BRASILIA, June 16 (Reuters) - Brazil's economic activity grew more than expected in April, according to central bank data released on Monday, reinforcing signs of resilience despite elevated borrowing costs ahead of the central bank's key interest rate decision this week.
The IBC-Br index, a leading indicator of the country's gross domestic product (GDP), rose by a seasonally adjusted 0.2% in April compared to the previous month.
This reading outpaced the 0.1% growth forecast in a Reuters poll of economists.
The services sector, which drives Latin America's largest economy, was a key contributor, with a 0.4% increase in its IBC-Br reading.
The tax revenue component rose 0.6% on a month-over-month basis. However, the agricultural and industrial readings posted declines of 0.9% and 1.1%, respectively.

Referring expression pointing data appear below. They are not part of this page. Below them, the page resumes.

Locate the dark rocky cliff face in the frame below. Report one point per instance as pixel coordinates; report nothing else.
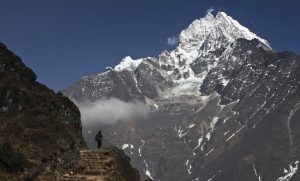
(243, 124)
(40, 131)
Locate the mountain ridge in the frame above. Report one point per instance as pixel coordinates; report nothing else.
(219, 107)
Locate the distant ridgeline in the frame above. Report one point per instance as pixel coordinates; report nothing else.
(223, 106)
(40, 131)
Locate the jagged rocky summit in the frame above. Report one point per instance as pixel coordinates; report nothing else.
(41, 133)
(224, 106)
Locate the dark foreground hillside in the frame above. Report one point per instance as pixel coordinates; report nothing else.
(40, 132)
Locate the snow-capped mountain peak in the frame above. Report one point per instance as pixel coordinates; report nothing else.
(128, 63)
(210, 28)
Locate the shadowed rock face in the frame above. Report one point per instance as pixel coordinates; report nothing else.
(41, 132)
(240, 123)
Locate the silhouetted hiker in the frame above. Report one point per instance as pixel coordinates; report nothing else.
(98, 138)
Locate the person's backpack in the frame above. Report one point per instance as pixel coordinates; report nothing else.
(98, 137)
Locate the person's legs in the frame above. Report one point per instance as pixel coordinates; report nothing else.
(100, 143)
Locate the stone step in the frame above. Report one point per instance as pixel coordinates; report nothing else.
(82, 178)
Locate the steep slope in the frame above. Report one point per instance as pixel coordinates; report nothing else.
(223, 105)
(41, 133)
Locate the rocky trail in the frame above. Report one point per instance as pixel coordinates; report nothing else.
(101, 165)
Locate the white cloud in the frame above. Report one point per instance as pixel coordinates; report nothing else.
(172, 41)
(210, 10)
(111, 111)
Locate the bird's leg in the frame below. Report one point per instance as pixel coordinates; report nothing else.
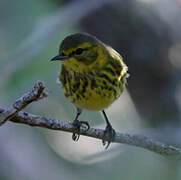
(109, 132)
(77, 124)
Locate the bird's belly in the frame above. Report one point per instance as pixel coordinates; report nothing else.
(93, 99)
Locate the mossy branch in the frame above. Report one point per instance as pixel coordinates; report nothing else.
(14, 114)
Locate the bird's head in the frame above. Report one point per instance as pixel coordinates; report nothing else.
(82, 52)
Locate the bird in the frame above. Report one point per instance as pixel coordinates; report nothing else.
(93, 75)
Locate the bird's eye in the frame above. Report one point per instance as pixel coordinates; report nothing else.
(79, 51)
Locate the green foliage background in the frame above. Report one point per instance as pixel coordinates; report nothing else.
(148, 37)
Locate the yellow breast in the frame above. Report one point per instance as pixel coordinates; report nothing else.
(90, 91)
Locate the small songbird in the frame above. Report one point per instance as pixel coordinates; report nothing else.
(93, 76)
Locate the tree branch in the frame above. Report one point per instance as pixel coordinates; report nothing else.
(16, 115)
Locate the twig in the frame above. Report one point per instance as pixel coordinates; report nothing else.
(33, 120)
(35, 94)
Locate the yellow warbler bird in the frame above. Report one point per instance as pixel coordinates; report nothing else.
(93, 76)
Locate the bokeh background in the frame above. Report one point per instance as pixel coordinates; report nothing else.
(147, 33)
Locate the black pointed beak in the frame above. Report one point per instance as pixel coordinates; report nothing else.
(59, 57)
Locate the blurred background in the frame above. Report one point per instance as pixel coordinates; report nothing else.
(146, 33)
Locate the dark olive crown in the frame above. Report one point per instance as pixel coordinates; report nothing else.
(75, 40)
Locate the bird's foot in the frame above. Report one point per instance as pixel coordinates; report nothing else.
(109, 133)
(77, 124)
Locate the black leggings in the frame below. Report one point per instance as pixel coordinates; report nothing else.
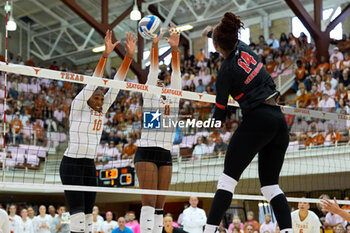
(264, 131)
(79, 172)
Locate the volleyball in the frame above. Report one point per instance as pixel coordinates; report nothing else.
(149, 27)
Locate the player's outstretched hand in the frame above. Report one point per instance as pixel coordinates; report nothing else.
(330, 206)
(130, 44)
(174, 37)
(156, 40)
(206, 30)
(108, 43)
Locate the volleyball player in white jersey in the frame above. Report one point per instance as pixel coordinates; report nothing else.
(4, 222)
(153, 159)
(86, 124)
(304, 220)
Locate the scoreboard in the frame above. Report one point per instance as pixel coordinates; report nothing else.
(116, 177)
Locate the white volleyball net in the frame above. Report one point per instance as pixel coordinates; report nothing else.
(39, 103)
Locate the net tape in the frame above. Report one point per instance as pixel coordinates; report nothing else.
(129, 86)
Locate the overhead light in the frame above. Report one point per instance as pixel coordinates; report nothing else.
(135, 13)
(11, 24)
(184, 27)
(99, 49)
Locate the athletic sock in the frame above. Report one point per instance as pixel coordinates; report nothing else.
(147, 219)
(158, 221)
(88, 223)
(281, 210)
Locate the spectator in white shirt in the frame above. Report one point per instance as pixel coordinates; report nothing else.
(59, 117)
(109, 225)
(4, 222)
(336, 53)
(268, 225)
(327, 104)
(273, 42)
(14, 219)
(201, 149)
(41, 223)
(25, 225)
(194, 218)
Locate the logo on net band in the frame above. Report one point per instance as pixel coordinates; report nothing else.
(152, 120)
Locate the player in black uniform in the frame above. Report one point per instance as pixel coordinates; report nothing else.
(263, 129)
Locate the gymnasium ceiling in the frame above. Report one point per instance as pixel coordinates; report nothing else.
(56, 31)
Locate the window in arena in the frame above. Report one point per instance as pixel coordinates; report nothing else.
(336, 33)
(244, 36)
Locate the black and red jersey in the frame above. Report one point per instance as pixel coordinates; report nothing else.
(243, 76)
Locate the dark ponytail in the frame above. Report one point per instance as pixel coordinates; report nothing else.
(226, 33)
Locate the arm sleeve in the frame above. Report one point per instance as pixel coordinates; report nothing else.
(152, 77)
(221, 98)
(88, 90)
(120, 75)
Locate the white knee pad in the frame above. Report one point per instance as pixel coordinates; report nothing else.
(77, 222)
(271, 191)
(226, 183)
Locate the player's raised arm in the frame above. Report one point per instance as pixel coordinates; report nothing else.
(112, 93)
(89, 89)
(173, 41)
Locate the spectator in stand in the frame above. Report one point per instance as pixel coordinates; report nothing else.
(129, 150)
(54, 66)
(332, 136)
(60, 117)
(30, 61)
(52, 212)
(200, 88)
(109, 225)
(59, 224)
(273, 42)
(303, 100)
(314, 138)
(41, 223)
(122, 227)
(201, 150)
(236, 224)
(16, 127)
(220, 147)
(96, 225)
(169, 226)
(338, 54)
(14, 219)
(201, 55)
(249, 228)
(251, 221)
(327, 104)
(132, 224)
(4, 221)
(194, 218)
(267, 226)
(324, 65)
(300, 75)
(305, 220)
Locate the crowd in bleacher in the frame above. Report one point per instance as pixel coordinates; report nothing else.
(38, 219)
(38, 109)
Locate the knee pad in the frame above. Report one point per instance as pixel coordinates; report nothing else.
(271, 191)
(77, 222)
(227, 183)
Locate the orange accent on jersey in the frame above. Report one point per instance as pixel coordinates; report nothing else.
(123, 69)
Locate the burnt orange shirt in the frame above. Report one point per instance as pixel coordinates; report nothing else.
(323, 67)
(270, 67)
(130, 150)
(315, 140)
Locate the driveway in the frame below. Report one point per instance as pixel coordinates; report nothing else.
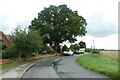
(67, 68)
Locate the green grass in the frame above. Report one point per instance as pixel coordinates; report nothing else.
(11, 65)
(100, 63)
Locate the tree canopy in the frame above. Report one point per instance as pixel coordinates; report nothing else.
(26, 42)
(58, 24)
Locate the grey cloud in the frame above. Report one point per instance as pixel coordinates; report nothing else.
(98, 27)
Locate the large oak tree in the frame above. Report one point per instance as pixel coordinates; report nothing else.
(58, 24)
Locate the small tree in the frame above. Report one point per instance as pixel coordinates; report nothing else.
(64, 48)
(26, 42)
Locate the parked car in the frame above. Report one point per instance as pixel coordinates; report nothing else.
(68, 53)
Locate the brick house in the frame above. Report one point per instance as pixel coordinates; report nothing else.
(5, 39)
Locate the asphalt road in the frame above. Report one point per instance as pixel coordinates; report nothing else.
(66, 68)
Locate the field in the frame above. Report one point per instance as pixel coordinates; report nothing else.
(100, 63)
(112, 54)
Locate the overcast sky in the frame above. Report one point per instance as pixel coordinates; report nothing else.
(101, 17)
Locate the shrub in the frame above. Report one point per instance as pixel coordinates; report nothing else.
(95, 51)
(4, 47)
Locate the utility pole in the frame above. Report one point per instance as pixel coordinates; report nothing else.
(93, 43)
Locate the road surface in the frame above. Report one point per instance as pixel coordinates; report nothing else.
(67, 68)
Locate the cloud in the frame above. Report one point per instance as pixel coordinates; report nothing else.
(98, 27)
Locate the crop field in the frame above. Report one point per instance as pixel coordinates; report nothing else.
(112, 54)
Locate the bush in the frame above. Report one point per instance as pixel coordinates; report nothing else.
(4, 47)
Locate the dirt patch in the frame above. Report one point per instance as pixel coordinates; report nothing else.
(113, 54)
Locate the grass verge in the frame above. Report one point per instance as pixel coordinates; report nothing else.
(100, 63)
(11, 65)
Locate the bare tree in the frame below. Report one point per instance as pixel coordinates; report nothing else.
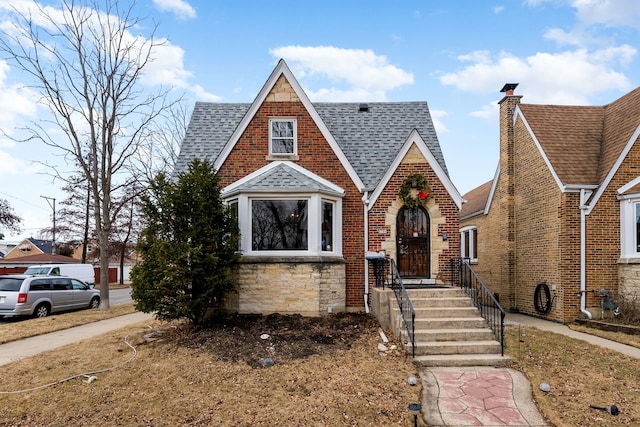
(162, 145)
(86, 62)
(8, 219)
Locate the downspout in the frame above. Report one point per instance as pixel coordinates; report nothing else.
(583, 254)
(365, 203)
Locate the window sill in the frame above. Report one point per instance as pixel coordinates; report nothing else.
(276, 157)
(629, 260)
(282, 259)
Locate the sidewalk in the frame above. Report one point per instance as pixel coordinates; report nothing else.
(16, 350)
(484, 396)
(488, 396)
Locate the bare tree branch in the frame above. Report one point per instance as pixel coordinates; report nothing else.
(87, 62)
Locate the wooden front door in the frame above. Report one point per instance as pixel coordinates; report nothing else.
(413, 242)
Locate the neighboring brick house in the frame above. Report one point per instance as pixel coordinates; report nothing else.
(315, 187)
(563, 208)
(29, 247)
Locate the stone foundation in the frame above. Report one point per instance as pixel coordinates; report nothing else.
(310, 287)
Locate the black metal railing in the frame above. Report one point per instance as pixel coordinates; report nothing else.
(406, 308)
(490, 309)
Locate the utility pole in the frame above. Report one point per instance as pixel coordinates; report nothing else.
(52, 204)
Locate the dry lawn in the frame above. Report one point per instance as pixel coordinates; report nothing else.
(160, 374)
(20, 328)
(579, 375)
(216, 377)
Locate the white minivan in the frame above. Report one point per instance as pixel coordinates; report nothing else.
(38, 296)
(83, 272)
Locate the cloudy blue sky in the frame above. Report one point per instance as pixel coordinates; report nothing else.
(456, 55)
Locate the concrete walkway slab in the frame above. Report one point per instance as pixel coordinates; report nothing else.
(487, 396)
(16, 350)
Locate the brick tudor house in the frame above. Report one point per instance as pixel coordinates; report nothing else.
(563, 209)
(316, 186)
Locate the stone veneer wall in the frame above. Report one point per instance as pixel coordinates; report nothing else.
(310, 287)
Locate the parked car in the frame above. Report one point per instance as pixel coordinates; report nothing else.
(38, 296)
(84, 272)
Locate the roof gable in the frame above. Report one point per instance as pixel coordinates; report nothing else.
(570, 138)
(282, 71)
(366, 141)
(476, 200)
(416, 139)
(282, 177)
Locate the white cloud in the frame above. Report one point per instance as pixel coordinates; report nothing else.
(362, 74)
(608, 12)
(17, 101)
(167, 68)
(489, 112)
(181, 8)
(437, 116)
(10, 165)
(555, 78)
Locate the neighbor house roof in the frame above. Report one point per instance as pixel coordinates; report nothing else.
(584, 143)
(475, 201)
(571, 138)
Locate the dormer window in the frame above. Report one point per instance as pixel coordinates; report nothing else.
(282, 137)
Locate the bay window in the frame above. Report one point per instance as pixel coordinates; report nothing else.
(289, 225)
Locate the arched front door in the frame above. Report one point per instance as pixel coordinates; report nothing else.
(413, 242)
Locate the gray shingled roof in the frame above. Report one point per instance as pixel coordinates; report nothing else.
(283, 178)
(369, 139)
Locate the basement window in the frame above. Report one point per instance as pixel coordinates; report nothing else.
(469, 243)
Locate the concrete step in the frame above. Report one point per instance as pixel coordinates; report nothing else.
(439, 312)
(449, 301)
(435, 293)
(461, 360)
(455, 347)
(450, 323)
(439, 335)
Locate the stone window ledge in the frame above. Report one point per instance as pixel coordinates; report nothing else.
(293, 260)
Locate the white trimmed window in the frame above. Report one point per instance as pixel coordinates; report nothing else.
(630, 227)
(283, 135)
(469, 243)
(289, 225)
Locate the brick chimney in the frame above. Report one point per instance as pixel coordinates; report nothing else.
(507, 183)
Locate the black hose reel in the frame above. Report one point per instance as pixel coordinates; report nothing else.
(542, 299)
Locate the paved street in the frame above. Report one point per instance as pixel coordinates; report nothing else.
(116, 297)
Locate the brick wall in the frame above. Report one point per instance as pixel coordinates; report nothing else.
(442, 210)
(314, 153)
(537, 226)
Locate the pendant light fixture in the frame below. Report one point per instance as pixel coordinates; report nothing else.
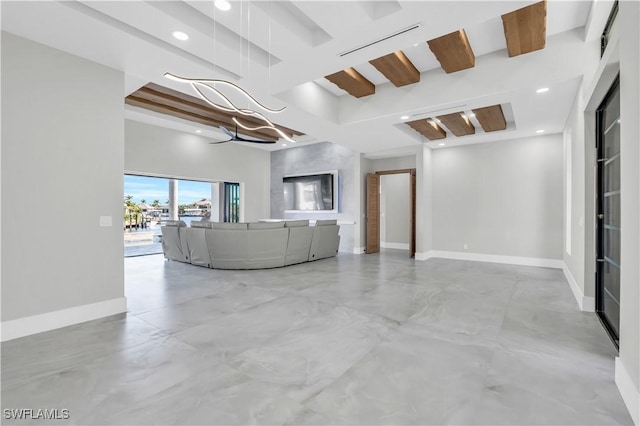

On a year-over-year basis, the IBC-Br index grew 4.0%, underscoring the economy's momentum.
The stronger-than-expected economic activity has fueled speculation the central bank may consider another interest rate hike at a policy meeting that ends on Wednesday.
Still, the median forecast in a central bank weekly survey released earlier on Monday anticipates the benchmark Selic rate will remain unchanged at 14.75%, its highest level in nearly two decades.
Such a decision would mark the end of the aggressive tightening cycle initiated in September 2024 to rein in inflation, which has consistently exceeded the central bank's official target of 3% plus or minus 1.5 percentage points.